Nüfusunun yüzde 71'i deprem riski yüksek yerlerde ikamet eden Türkiye'miz için kentsel dönüşüm çalışmaları tercihten öte zorunluluktur. Bilim adamları her gün bizleri deprem konusunda uyarırken, önceki hafta Tokat ilimiz 5,6 büyüklüğünde bir depremle sarsılmışken, deprem İstanbul'umuz için bir beka meselesi haline gelmişken yani deprem gerçeği kendini sürekli hatırlatırken hiçbirimizin dönüşüm projelerini geri plana itme, önemsiz hale getirme lüksü yoktur. Ülke ve millet meselesinin siyasi partisi olmaz. Afetlere hazırlık bizim nazarımızda siyaset üstü bir konudur. Açık söylüyorum, bizim bütün derdimiz insanımızı yaşatmaktır. Bizim amacımız vatandaşımıza müreffeh bir gelecek sunmak, ihmalden, siyasi rekabetten, tembellikten veya para hırsından dolayı daha fazla acı çekmek, daha fazla yıkım ve gözyaşı görmek istemiyoruz.

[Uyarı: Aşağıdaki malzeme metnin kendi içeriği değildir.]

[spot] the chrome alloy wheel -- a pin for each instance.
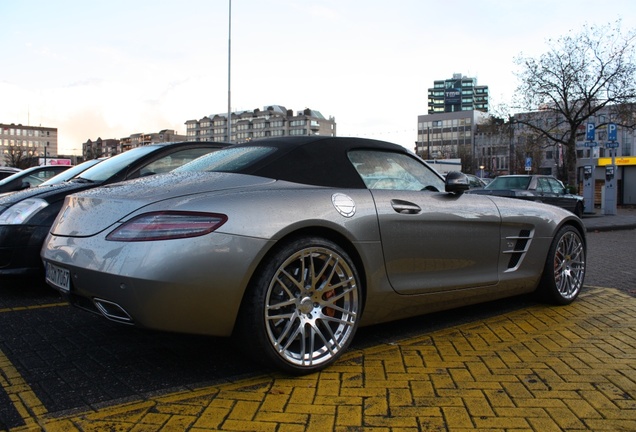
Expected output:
(569, 265)
(311, 307)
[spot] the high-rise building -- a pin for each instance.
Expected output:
(271, 121)
(458, 93)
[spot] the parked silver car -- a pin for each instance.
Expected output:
(290, 244)
(539, 188)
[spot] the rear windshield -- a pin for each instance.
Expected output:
(509, 183)
(231, 159)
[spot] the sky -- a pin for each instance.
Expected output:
(114, 68)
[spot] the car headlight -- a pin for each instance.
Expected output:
(21, 212)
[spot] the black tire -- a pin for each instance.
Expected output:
(564, 270)
(303, 307)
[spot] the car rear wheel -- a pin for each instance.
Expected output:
(564, 269)
(303, 308)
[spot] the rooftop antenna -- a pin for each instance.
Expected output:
(229, 57)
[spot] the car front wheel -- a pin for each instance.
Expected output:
(303, 307)
(564, 269)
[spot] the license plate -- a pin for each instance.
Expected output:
(58, 277)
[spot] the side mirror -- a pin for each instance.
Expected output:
(457, 182)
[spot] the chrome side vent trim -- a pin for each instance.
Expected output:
(517, 247)
(112, 311)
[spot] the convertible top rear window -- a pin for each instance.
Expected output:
(509, 183)
(231, 159)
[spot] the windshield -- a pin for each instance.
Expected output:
(509, 183)
(231, 159)
(108, 168)
(71, 172)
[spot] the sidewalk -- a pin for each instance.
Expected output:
(625, 218)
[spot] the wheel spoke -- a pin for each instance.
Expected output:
(569, 265)
(312, 306)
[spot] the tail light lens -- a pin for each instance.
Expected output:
(167, 226)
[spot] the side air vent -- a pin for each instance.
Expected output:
(517, 247)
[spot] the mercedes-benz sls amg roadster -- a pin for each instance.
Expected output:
(289, 245)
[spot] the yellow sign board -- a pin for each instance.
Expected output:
(619, 161)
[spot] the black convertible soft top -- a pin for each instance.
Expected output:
(314, 160)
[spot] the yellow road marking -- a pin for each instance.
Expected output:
(21, 395)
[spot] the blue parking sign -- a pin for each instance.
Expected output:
(612, 132)
(591, 132)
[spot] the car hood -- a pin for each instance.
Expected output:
(49, 193)
(90, 212)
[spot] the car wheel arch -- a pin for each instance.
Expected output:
(323, 232)
(249, 330)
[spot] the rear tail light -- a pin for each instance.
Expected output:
(167, 226)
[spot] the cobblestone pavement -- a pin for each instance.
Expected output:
(530, 368)
(537, 369)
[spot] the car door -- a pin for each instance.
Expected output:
(432, 240)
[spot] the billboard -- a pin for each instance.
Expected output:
(54, 161)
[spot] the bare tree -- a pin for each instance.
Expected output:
(580, 75)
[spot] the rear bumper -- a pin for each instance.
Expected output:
(20, 247)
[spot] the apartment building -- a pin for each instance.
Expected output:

Hükümet olarak kentsel dönüşüm, sel ve taşkın riskini azaltma, dere ıslahı, ağaçlandırma gibi insanlarımızın can ve mal emniyetini sağlayacak her türlü projeye gereken desteği vereceğimizin bilinmesini istiyorum. Sel ve taşkın risk azaltma protokolünün hayırlara vesile olmasını diliyorum. AFAD Başkanlığımıza ve DSİ Genel Müdürlüğü'müze başta afetlere hazırlık çalışmaları olmak üzere milletimize karşı görevlerinde başarılar temenni ediyorum.